I've been developing w/ Microsoft since the VB6 days and I will be the first
to admit that there's no right answer to which is the "best stack". There's
great advantages to LAMP, Java, and Microsoft. I think it all depends on where
your comfortability lies. My honest opinion is that trying to answer this
question is like to trying to figure out which is the "best religion". It's
totally subjective.

------
loganfrederick
The small-to-midsize companyI work for (<http://callcopy.com>) use .NET.

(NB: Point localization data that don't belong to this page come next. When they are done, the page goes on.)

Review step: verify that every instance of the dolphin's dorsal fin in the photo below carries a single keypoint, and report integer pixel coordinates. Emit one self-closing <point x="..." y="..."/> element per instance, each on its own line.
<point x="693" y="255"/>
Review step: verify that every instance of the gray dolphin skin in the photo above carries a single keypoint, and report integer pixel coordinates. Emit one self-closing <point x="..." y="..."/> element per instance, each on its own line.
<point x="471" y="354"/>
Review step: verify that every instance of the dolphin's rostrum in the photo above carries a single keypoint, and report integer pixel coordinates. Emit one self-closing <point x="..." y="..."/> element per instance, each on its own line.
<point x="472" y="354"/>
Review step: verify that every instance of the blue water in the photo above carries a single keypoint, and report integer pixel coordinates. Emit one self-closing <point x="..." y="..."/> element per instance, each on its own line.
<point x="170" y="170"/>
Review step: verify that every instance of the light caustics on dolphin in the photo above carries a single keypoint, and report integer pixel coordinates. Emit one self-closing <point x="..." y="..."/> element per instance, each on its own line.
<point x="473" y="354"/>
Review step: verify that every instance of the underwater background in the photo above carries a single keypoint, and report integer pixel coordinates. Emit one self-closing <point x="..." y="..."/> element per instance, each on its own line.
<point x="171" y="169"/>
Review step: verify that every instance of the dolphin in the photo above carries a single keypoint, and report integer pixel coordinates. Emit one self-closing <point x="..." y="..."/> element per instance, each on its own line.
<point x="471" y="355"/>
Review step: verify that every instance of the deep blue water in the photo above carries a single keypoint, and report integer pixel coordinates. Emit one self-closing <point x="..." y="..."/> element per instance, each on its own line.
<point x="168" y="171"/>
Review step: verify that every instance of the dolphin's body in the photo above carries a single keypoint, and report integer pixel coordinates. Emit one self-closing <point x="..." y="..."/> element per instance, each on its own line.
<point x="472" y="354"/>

Affordit.com, which received funding a few months ago from the Founders Fund,
is also built on .NET.

------
waynem
I am using .NET for my startup app (nowhere near done yet so no link) which is
a CRM/scheduler for service businesses. I was going to use Ruby on Rails like
the other cool kids but I have more experience with .NET, my area is all .NET
and I like a lot of the new things out (e.g. ASP.NET MVC), plus I am enrolled
in Bizspark. I also had a fair number of issues fighting the Rails mentality
(or rather, trying to shoehorn my thoughts into Rails) so I switched to .NET

------
vyrotek
Current project is built on ASP.Net MVC, Azure and SQL Server 2008. We are
also in the BizSpark program and love it!

------
ScottWhigham
I use .NET to run my startup @ <http://www.learnitfirst.com/>. I was a VB 4-6
guy and moved to .NET in 2000 in betas and loved it. I probably prefer C# to
VB but have projects in both. If I'm writing a new app today, it's almost
assuredly C#.

------
startupdude
LOL you want to build application on .NET, n00b.

------
clistctrl
My own startup uses C# and the MVC framework. I also have a windows service
(.net C# as well) for some data processing. My main reason for choosing it was
development speed (it is what I know best) At my day job I work for a
consulting firm that does sitecore CMS implementations for large sites. In
addition we developed a CMS for displaying data visualizations for data
oriented sites. The biggest benefit of .net for me is the tool set. Visual
studio is very solid, intelli-sence makes me a productive programmer, and
plugins such as Red Gates Profiler make me a fast debugger.